Given an array of Strings, return true if each string could be connected to other

Question

You are given an array of strings, return true if and only if all the strings can be connected in one chain.

Condition for connectivity is, if the last character of one string matches the first character of the second string, then the two strings can be connected.

Example : String []arr ={"abc", "cde", "cad" , "def" , "eac"} will return true because all strings can be connected in one chain.

"abc"->"cde"->"eac"->"cad"->"def"

Another Example: String []arr ={"acb" , "cde", "def", "ead" } returns False because
"cde"->"ead"->"def" is the possible chain but “acb” is left out.

Note: It's not necessary to start with the first string and form the chain, It may happen that you won’t get a chain if you start with the first string. You can get a chain if you start with any other string. If there exists a possible chain, then your solution should return true.

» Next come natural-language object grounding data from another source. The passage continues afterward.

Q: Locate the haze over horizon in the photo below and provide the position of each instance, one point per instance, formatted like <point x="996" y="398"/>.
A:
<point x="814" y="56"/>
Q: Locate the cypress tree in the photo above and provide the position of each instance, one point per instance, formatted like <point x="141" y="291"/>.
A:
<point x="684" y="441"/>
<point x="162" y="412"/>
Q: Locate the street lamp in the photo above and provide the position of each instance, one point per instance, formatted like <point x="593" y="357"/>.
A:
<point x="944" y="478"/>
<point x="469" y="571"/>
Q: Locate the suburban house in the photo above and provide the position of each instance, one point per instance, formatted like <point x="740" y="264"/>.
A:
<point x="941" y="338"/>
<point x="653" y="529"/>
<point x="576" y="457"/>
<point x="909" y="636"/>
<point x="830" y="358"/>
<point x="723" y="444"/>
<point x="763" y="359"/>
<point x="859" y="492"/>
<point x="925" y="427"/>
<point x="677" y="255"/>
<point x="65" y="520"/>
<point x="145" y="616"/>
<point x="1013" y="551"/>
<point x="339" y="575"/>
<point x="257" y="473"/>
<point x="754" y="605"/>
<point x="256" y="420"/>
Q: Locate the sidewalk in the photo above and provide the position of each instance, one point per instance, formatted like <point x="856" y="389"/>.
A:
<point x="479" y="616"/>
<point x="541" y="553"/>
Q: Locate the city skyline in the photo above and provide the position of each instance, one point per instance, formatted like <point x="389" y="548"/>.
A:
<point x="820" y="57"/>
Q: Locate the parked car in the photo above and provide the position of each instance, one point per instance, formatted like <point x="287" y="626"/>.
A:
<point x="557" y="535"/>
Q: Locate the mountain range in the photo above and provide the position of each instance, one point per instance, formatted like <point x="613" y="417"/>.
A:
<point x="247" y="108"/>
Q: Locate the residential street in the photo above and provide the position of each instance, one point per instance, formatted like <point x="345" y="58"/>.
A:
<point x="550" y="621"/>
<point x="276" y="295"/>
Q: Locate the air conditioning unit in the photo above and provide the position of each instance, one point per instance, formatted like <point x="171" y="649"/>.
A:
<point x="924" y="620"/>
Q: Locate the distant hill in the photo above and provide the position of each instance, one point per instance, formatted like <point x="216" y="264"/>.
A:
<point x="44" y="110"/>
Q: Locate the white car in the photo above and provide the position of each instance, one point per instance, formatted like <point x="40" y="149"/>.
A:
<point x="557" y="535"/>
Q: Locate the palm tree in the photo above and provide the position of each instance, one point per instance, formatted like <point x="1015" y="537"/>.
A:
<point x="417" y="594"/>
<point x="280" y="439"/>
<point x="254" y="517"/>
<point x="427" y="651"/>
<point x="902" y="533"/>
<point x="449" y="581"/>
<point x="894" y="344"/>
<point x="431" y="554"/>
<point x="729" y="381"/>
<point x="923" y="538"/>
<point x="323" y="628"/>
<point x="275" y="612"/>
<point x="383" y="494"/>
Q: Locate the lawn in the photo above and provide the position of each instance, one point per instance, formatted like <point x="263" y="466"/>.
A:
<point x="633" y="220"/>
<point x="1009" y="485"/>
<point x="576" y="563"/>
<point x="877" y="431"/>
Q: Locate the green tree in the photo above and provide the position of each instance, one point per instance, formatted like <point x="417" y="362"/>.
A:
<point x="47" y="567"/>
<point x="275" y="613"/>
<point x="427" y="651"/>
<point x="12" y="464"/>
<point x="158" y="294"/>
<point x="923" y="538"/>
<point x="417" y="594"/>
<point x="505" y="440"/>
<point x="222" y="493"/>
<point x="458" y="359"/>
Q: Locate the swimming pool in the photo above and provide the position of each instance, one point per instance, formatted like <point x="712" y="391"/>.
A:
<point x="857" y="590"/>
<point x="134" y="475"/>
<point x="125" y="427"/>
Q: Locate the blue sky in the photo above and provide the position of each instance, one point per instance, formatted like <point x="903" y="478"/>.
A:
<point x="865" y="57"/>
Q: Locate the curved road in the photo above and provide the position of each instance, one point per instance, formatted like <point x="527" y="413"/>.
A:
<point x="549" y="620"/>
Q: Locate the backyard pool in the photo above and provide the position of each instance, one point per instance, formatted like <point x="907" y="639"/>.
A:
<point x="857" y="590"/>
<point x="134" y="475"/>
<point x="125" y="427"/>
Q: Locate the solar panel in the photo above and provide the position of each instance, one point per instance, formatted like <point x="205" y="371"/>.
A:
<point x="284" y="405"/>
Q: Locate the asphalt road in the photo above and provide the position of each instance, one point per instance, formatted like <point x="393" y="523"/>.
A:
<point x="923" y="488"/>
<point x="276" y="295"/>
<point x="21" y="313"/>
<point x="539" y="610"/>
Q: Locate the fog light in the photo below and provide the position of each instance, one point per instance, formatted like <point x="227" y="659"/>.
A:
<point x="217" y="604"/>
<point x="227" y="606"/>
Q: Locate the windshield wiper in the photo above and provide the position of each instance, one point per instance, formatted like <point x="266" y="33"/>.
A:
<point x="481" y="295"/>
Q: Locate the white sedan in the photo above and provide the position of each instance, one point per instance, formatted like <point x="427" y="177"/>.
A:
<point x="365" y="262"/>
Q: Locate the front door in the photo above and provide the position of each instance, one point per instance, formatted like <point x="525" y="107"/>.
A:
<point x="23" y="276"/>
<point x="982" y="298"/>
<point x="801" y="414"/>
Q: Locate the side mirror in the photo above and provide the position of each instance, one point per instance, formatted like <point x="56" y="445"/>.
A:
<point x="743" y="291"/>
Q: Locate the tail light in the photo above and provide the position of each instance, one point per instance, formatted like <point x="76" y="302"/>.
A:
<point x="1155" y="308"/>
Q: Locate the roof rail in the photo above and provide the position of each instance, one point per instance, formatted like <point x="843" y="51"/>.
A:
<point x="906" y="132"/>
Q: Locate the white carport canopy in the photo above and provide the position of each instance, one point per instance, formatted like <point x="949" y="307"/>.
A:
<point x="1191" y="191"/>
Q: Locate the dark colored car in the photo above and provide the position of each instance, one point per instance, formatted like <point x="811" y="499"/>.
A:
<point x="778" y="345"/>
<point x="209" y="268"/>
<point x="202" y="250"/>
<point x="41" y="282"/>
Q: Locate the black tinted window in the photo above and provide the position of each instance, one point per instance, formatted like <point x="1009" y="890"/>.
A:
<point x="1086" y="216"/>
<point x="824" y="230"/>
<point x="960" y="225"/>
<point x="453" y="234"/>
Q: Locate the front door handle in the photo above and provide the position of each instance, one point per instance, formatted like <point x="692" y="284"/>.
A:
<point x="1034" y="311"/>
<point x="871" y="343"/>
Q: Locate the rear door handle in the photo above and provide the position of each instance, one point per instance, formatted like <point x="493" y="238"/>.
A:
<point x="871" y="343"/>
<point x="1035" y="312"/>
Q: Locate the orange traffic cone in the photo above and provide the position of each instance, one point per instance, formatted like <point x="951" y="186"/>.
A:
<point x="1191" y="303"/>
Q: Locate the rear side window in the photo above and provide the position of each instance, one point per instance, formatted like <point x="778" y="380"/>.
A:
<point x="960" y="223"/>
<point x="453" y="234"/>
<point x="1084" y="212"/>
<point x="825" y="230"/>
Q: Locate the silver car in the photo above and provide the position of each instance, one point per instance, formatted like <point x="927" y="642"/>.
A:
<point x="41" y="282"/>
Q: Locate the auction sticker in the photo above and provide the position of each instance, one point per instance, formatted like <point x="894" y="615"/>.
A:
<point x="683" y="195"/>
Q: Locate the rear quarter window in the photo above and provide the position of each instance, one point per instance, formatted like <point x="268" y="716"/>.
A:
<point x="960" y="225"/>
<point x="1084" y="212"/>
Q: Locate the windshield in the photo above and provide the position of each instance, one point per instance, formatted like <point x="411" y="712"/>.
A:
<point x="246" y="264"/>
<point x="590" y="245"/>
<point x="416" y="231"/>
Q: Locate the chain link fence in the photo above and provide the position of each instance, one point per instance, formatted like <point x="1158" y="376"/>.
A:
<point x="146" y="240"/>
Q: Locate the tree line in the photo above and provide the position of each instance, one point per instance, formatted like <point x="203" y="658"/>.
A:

In the second example, if the first String was suppose to be “fcb”, then a possible chain would have existed, "cde"->"ead"->"def"->"fcb" so True.

POSSIBLE SOLUTION (what i am thinking): Consider each string as a graph Node and connect the nodes if condition is satisfied. Once done, problem reduces to finding,

if there exists a Hamiltonian Cycle in a graph, which is NP-Complete problem.

Anyone suggest some algorithm or any other solutions?

Answer 1

Your are not looking to an Hamiltonian Cycle (ie beggining = start) but an Hamiltonian path which is an NP-Complete problem too. However, your graphs are not general one since there are only 26 letters. If you allows for more symbol than 26 letters then it is actually equivalent to Hamiltonian path finding.

Here is a solution: you should think the converse way:

• the vertex of the graph are the 26 letters.
• There is an edge between letter x and y for each word starting with x and ending with y

Therefore what you get is actually a multigraph as several word can start and end with the same letter. Then what you are looking is called an Eulerian path: it is a path which takes each edges exactly one time. Finding an Eulerian path is a polynomial problem (https://en.wikipedia.org/wiki/Eulerian_path). It is actually probably one of the first graph problem in history.

Now citing Wikipedia:

A directed graph has an Eulerian trail if and only if at most one vertex has (out-degree) − (in-degree) = 1, at most one vertex has (in-degree) − (out-degree) = 1, every other vertex has equal in-degree and out-degree, and all of its vertices with nonzero degree belong to a single connected component of the underlying undirected graph.

This is a far better way to decide if there is a path than searching for an Hamiltonian path.